Sunday, 17 June 2012

In Greece, cash is king

With the Greek elections between the pro-EU New Democracy party and the anti-bailout party Syriza under way, one can`t stop and think about the critical importance of today`s events. The future of the European Union may well rest on the ballets in this small Mediterranean country that accounts for only 2% of the EU combined GDP. No matter the outcome, Greek households and corporations have switched to cash, stuffing the mattresses with euro bills, just in case the economy reverts to the drachma. Greece has become in the last months a cash economy.

Greek bank run
The Greek people will have to choose today between the pro-EU New Democracy Party lead by Antonis Samaras and the anti-bailout radical left Syriza party in what is in effect a referendum on Greece`s appartenance to the European Union. Alexis Tsipras, the 37 year old leader of Syriza has promised Greek voters that he would walk away from the austerity measures and fiscal tightening terms negotiated during the second Greek bailout. Germany, as a creditor nation, views the bailout terms as non-negotiable. The clash between a possible Alexis Tsipras Greek leader and Germany`s Angela Merkel may well translate into a quick Greek exit through the back doors and a reversion to the pre-Euro currency. In this case, Bank of America, an investment bank sees a 50% immediate devaluation of the new currency, capital controls that would restrict the exit of Greek euros, withdrawal restrictions at ATM and an imposed redenomination of all euro assets into drachmas.
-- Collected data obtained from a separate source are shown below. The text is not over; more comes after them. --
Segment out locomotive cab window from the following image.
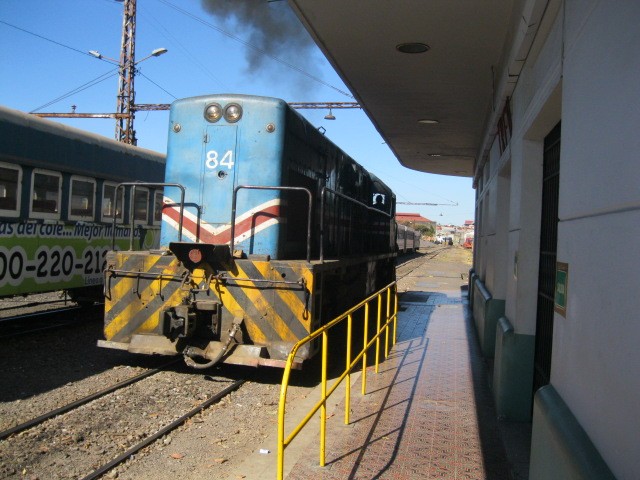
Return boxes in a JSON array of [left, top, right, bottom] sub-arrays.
[[69, 175, 96, 220], [0, 162, 21, 217], [133, 187, 150, 224], [373, 193, 386, 209], [102, 182, 123, 223], [30, 169, 61, 219], [153, 190, 164, 225]]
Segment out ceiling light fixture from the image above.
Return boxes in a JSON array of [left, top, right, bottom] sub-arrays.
[[418, 119, 439, 124], [396, 42, 430, 54]]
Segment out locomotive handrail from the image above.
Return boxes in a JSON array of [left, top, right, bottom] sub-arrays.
[[230, 185, 313, 262], [215, 273, 306, 288], [276, 282, 398, 480], [319, 186, 393, 262], [111, 182, 185, 251]]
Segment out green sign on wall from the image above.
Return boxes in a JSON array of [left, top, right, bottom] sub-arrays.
[[554, 262, 568, 317]]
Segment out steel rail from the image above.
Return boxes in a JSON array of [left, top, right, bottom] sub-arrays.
[[395, 248, 445, 281], [0, 306, 81, 324], [79, 378, 246, 480], [0, 305, 103, 339], [0, 359, 179, 441]]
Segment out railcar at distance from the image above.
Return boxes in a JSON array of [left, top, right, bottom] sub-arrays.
[[0, 106, 165, 305], [99, 94, 397, 369], [396, 224, 420, 254]]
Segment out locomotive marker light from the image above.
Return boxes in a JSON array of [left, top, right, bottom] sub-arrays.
[[224, 104, 243, 123], [188, 248, 203, 265], [204, 103, 223, 123]]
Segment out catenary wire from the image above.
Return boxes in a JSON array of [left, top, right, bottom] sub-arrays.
[[29, 69, 119, 113]]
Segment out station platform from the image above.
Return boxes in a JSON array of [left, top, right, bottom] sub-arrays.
[[228, 249, 531, 480], [285, 286, 530, 479]]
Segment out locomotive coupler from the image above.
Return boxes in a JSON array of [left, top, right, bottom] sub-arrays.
[[183, 317, 244, 370], [165, 305, 193, 339]]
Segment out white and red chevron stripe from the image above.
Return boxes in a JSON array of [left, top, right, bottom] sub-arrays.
[[161, 197, 283, 245]]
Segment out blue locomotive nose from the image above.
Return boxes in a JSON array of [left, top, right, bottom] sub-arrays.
[[160, 96, 287, 258]]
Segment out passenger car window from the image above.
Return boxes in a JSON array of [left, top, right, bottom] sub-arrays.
[[102, 183, 123, 222], [31, 169, 61, 218], [133, 188, 149, 223], [69, 176, 95, 219], [0, 163, 21, 216]]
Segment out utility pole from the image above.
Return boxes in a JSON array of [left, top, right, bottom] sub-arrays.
[[115, 0, 137, 144], [32, 0, 354, 141], [32, 0, 144, 145]]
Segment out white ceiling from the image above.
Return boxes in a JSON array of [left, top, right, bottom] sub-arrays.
[[289, 0, 515, 177]]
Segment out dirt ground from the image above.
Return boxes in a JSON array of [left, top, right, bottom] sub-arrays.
[[0, 244, 474, 480]]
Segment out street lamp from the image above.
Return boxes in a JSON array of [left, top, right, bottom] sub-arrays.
[[88, 46, 167, 144], [88, 47, 167, 65], [137, 47, 168, 63]]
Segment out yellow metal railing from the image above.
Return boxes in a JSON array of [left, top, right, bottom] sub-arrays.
[[276, 282, 398, 479]]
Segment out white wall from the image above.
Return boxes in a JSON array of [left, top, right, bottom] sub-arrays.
[[549, 1, 640, 477], [505, 137, 544, 336], [479, 2, 640, 476], [501, 0, 563, 337]]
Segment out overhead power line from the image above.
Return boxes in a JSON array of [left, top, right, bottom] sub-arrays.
[[0, 19, 96, 58], [30, 69, 119, 113], [397, 201, 458, 206]]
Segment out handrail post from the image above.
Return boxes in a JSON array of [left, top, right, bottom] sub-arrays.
[[320, 330, 328, 467], [320, 187, 326, 262], [129, 184, 137, 250], [277, 359, 294, 480], [362, 302, 369, 395], [345, 313, 352, 425], [385, 287, 391, 358], [375, 292, 382, 373], [393, 285, 399, 345]]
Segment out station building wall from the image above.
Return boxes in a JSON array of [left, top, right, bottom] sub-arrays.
[[473, 1, 640, 478]]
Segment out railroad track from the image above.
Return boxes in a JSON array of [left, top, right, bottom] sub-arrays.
[[79, 378, 245, 480], [0, 359, 180, 441], [0, 304, 103, 339], [1, 359, 245, 480], [396, 245, 447, 281]]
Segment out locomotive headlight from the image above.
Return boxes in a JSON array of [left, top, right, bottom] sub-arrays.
[[224, 103, 243, 123], [204, 103, 223, 123]]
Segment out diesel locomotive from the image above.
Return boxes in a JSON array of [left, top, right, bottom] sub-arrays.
[[99, 94, 397, 368]]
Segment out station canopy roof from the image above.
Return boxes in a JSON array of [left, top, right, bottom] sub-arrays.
[[289, 0, 514, 178]]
Put simply, the value of assets denominated in Euro might be halved.
This is why Greek people have started to withdraw their money and savings from banks and park them either in Euro-denominated bonds in offshore accounts or store them in safety boxes or deposit boxes. In effect, Greek households and corporate bank deposits have been shrinking at an alarming rate, in what is a country level bank run. From January 2010 the deposit pool has shrunk from approximately €235 billion to €165 billion, putting additional pressure on a weakened banking sector and drying up one of their traditional sources of bank funding. The deposit base has now reached pre-crisis levels:

 The total deposit stock which includes the government and other euro area deposits has also seen the same sharp fall. Given that deposits are shrinking and that bank capital is getting thinner and thinner, what hope could banks have to provision for their losses in Greek sovereign bonds?
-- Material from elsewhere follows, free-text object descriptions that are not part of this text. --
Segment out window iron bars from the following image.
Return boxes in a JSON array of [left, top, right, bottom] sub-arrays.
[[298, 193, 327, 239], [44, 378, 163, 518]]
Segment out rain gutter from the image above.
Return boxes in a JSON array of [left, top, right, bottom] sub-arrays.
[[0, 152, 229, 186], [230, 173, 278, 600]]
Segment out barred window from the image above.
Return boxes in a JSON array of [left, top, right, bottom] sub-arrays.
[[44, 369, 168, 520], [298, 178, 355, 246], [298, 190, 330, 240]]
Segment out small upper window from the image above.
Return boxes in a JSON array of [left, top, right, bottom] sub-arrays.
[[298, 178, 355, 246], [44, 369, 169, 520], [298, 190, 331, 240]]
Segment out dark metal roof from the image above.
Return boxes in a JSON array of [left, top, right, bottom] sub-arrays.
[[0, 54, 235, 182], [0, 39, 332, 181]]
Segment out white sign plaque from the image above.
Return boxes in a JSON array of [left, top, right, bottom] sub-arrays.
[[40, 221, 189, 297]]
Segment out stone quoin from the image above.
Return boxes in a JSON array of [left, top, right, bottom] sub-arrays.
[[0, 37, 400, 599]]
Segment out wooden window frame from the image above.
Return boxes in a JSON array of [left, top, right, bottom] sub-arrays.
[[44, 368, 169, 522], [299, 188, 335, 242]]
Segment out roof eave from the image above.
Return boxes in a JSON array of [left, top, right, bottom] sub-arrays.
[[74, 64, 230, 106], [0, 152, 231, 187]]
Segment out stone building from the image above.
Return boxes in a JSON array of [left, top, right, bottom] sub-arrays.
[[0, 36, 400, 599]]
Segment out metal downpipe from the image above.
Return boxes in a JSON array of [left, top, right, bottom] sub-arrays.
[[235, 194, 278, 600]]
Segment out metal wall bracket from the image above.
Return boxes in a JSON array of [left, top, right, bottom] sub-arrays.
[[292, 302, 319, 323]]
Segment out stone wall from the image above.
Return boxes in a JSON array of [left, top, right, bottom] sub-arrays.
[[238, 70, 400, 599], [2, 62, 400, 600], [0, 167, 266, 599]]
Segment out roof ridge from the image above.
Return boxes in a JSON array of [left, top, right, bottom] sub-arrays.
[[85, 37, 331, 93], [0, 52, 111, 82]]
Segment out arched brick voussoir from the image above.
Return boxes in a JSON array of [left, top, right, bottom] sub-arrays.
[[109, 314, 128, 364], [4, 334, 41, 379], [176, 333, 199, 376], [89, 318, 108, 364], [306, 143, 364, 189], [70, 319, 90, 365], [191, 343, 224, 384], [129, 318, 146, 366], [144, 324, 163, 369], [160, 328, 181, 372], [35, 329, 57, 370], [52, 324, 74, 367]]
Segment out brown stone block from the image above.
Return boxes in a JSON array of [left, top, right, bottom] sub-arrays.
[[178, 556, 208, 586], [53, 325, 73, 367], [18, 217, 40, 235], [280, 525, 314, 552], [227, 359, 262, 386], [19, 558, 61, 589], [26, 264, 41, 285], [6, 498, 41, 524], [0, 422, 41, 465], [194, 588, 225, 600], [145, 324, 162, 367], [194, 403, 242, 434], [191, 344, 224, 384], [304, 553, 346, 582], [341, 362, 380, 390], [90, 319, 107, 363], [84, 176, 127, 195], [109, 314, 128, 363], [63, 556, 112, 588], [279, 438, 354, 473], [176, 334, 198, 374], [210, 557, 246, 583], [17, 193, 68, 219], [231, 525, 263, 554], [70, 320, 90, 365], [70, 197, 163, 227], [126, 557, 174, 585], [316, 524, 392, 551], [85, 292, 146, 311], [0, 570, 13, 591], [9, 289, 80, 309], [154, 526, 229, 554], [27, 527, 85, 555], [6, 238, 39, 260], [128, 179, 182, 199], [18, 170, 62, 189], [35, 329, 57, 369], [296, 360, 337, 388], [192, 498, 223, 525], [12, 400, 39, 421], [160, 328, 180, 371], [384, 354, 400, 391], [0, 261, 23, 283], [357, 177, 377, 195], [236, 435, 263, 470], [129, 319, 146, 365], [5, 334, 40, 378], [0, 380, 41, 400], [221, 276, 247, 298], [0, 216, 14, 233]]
Another source of funding, the inter-bank market has also withered down, because banks have less trust in other banks. Therefore troubled banks have to count on life support credit lines from the European Central Bank and wait to be recapitalised using the latest IMF loan. Until then, Greece is a financial black hole.  

There is no exit
A Greek exit fuelled by the Syriza party would also mean additional pressure on other troubled countries like Spain, Italy, Cyprus and France. Spanish yields are already at the 7% "point-of-no-return" levels at which servicing a close to 100% of GDP public debt becomes burdensome. The €100 billion bank bailout promise provided by the EFSF has yet to be deployed and there are no details regarding the distribution of funds. Italy, which could be next in line has a gargantuan public debt of more than €2 trillion. At this level, not even the EFSF or the ESM are in position to cool off markets in case of a bond run. The debt crisis has tought lavish leaders that the supply of credit is not infinite. Not even when central banks increase the supply of credit using freshly printed money.
But the chances that the EU will willingly accept a Greek exit are slim. Faced with a winning Syriza, unwilling to negotiate any further bailout, the Germany will most probably have to ease out on its demands. The alternative is a rupture within the EU, with indebted countries leaving the Eurozone, reverting to their former currency, subsequently devaluing them and possibly imposing capital restrictions. One thing is certain: both Greece and the Germany have clashed in a policy of brinkmanship which only worked until the situation got serious. Now its time to accept the fact that Greece needs to transfer more political power to the European Union and that Germany needs to be more flashy with its credit card.